A baby dusting party, as described by Matt, is a way to get your support system together to send good vibes ahead of an embryo transfer procedure. With awareness of how unpredictable the surrogacy journey can be, Matt knew he wanted one thing: to be surrounded by the love and support of their family and friends and to produce as much positivity as possible.
"It's such a nerve-wracking moment to have an embryo transfer, and it's such a momentous day that we want to remember," Matt says.
The name was inspired by the term "baby dust," which is used to wish good luck to someone trying to conceive. "Dusting kind of felt like the right verb and a cute term," Matt says. "As far as I know, the name didn't exist until now, so maybe other people will follow this trend."
How to have your own baby dusting party
If you're considering hopping on the bandwagon, there's a lot of room for you to make your event special and unique to your journey. A baby dusting party can celebrate an upcoming surrogacy, IVF implantation, IUI procedure or another method of conception. And it doesn't have to be grand or spectacular. Regardless of how you'll conceive, the idea is simply to be surrounded by your loved ones during a significant time in your life.
Iron out the details
You can host an intimate gathering at your house or at a venue in your town. Matt and Joshua wanted something laid back and informal, so rather than renting out a space, they all just met at a bar as any group of friends normally would.
Identify those in your support system
You don't have to invite everyone to a baby dusting. Consider whose support you truly want on your journey, and then identify who you want to be in attendance.

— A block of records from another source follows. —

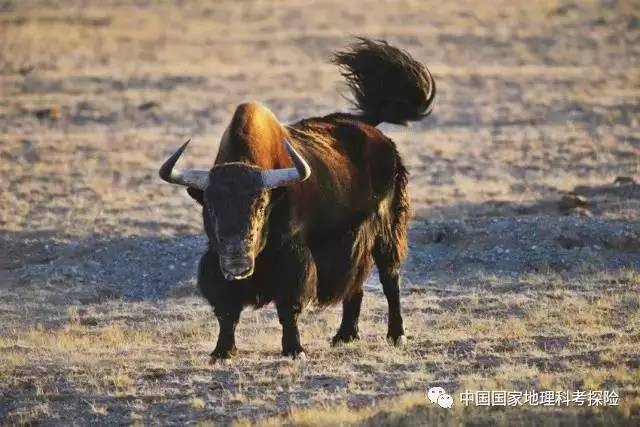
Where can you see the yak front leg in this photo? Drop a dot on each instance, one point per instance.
(226, 305)
(298, 277)
(348, 330)
(288, 316)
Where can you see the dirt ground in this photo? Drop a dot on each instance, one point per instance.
(524, 270)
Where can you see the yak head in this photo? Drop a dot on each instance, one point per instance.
(236, 200)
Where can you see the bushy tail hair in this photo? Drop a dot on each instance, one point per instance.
(387, 83)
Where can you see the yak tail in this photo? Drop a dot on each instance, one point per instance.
(388, 85)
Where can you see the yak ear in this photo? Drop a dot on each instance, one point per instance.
(197, 195)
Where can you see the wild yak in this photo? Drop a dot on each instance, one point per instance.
(298, 213)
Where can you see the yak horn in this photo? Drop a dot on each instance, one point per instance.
(194, 178)
(274, 178)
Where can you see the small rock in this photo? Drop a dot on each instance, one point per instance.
(572, 200)
(47, 113)
(624, 180)
(580, 212)
(147, 105)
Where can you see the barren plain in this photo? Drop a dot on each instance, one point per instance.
(524, 268)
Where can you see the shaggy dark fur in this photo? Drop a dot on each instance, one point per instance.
(387, 83)
(318, 239)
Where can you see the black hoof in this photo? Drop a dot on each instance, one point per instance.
(297, 353)
(398, 341)
(222, 355)
(341, 338)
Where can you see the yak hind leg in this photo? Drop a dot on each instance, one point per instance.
(348, 330)
(226, 305)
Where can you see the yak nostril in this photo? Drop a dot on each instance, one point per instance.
(236, 268)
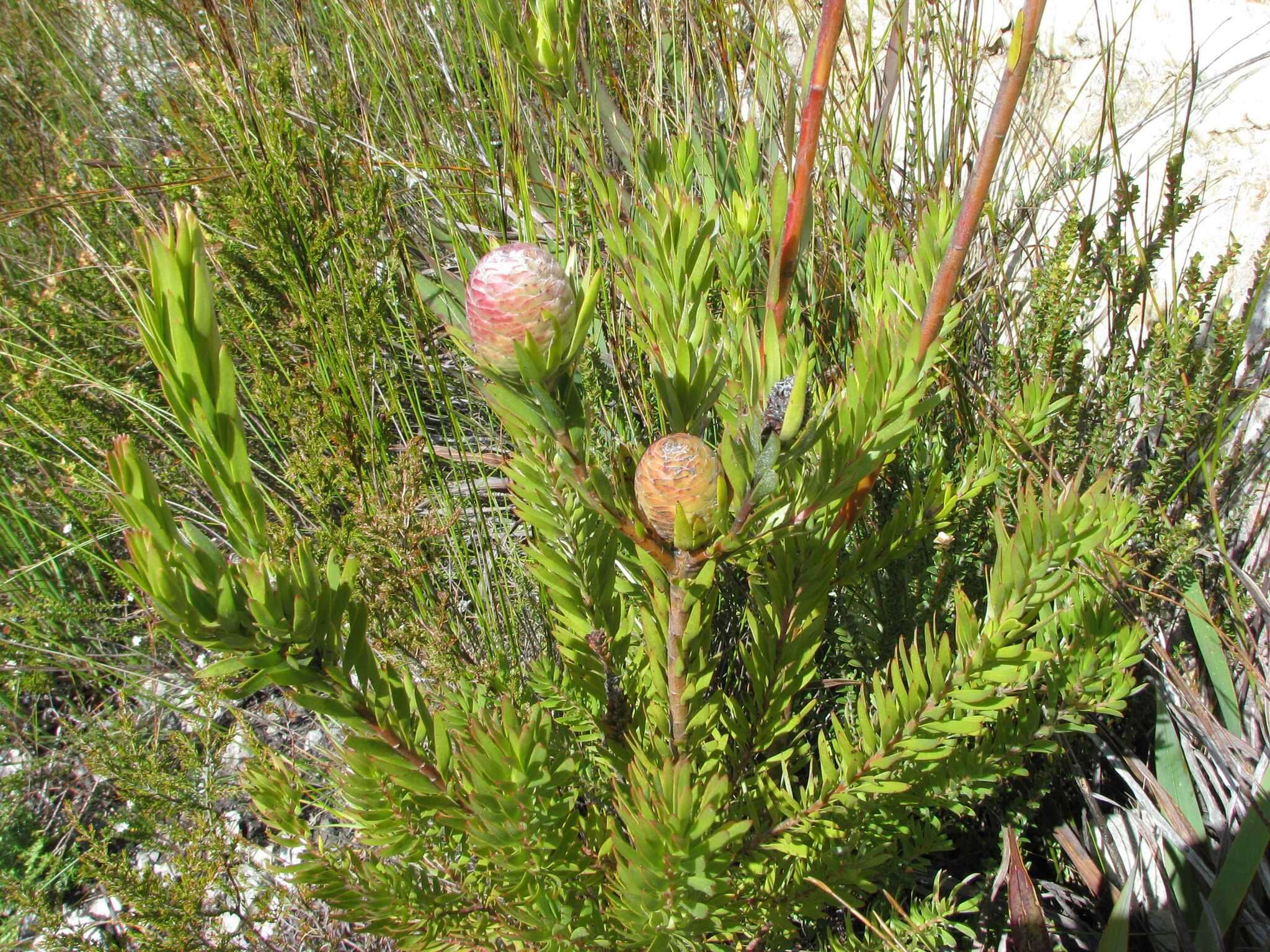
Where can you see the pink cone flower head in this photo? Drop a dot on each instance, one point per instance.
(677, 470)
(517, 289)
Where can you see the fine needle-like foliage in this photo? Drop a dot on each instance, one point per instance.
(670, 775)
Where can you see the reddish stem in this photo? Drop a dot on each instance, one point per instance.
(809, 135)
(981, 178)
(973, 200)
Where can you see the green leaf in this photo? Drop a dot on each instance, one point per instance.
(1210, 649)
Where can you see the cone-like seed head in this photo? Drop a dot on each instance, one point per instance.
(513, 291)
(677, 470)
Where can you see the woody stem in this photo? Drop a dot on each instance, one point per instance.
(676, 668)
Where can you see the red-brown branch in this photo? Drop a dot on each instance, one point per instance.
(973, 200)
(809, 135)
(981, 179)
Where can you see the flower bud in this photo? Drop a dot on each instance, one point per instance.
(517, 289)
(677, 471)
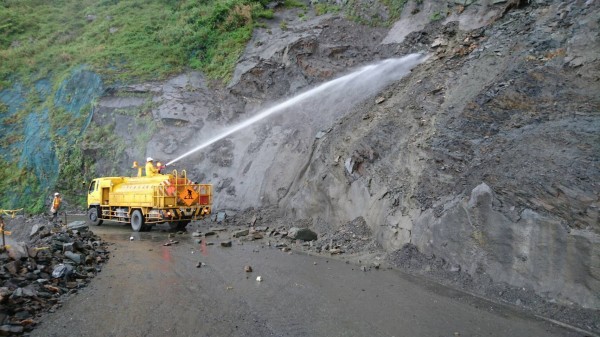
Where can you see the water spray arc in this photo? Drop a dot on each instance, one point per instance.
(384, 68)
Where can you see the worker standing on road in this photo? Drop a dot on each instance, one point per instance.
(151, 171)
(55, 206)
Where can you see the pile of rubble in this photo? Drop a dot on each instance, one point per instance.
(350, 238)
(36, 276)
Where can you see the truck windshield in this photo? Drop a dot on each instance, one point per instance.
(92, 186)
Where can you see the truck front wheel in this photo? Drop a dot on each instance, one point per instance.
(137, 221)
(93, 218)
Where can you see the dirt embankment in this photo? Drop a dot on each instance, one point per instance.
(485, 158)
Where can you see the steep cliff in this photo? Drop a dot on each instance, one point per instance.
(480, 156)
(484, 156)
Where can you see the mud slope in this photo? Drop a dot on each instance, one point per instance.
(485, 157)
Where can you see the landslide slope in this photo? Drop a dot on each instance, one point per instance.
(485, 157)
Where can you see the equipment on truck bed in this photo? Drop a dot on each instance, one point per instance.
(144, 201)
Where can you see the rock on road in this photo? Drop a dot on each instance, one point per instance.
(148, 289)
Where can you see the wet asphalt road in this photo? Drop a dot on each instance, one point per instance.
(147, 289)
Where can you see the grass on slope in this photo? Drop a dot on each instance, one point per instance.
(123, 40)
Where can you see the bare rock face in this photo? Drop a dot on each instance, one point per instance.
(485, 155)
(534, 252)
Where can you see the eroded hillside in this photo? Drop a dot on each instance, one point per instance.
(481, 165)
(485, 156)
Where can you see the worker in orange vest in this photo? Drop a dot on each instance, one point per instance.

Matt and Joshua's family live in Texas, and their surrogates are in Mexico. Since they only learned the date of the embryo transfers a few days in advance, their baby dusting party included just local family and friends. You can take that route, or invite out-of-town guests if their presence is really important to you. Another option: Mail bottles of baby dust to those far-off friends, or ask them for letters of well wishes.
Be creative
A baby dusting party can be as big or as small, formal or informal, as you want it to be.
At Matt and Johsua's party, guests received bracelets to wear as a reminder to send good vibes for the couple's surrogacy journey, along with notecards to write messages to the babies.
"I think that's something important, something that we can take home and also be able to share with the children as they grow older so they can understand where they came from and the community that's there to love and support them," Matt says.
Know that you can celebrate other ways
It's important to not become wedded to just one idea of what a baby dusting should look like or that you have to do it for every single implantation procedure, Matt says. Since it can take multiple embryo transfers to result in a successful pregnancy, he wanted to host something small yet meaningful that they could repeat or modify as needed.
His husband was initially hesitant about the party for that exact reason. "He was thinking that we might have to do this over and over again and it might be too heartbreaking — like what is the mood going to be if it's the fourth one?" Matt says. "Everyone has the right to change their mind, so what we commit to for the first one doesn't necessarily mean we have to commit to it for every single one."
Let your community in
The main objective of throwing a baby dusting party is to include loved ones in the journey with you.
"This is a way to keep your spirits up and to be surrounded by your community, your chosen family, so that you're not feeling alone going through this process," Matt says. "It's important for others to see and know that while it can be a difficult process, it is all expected and you do have people who love you and want to be there for you."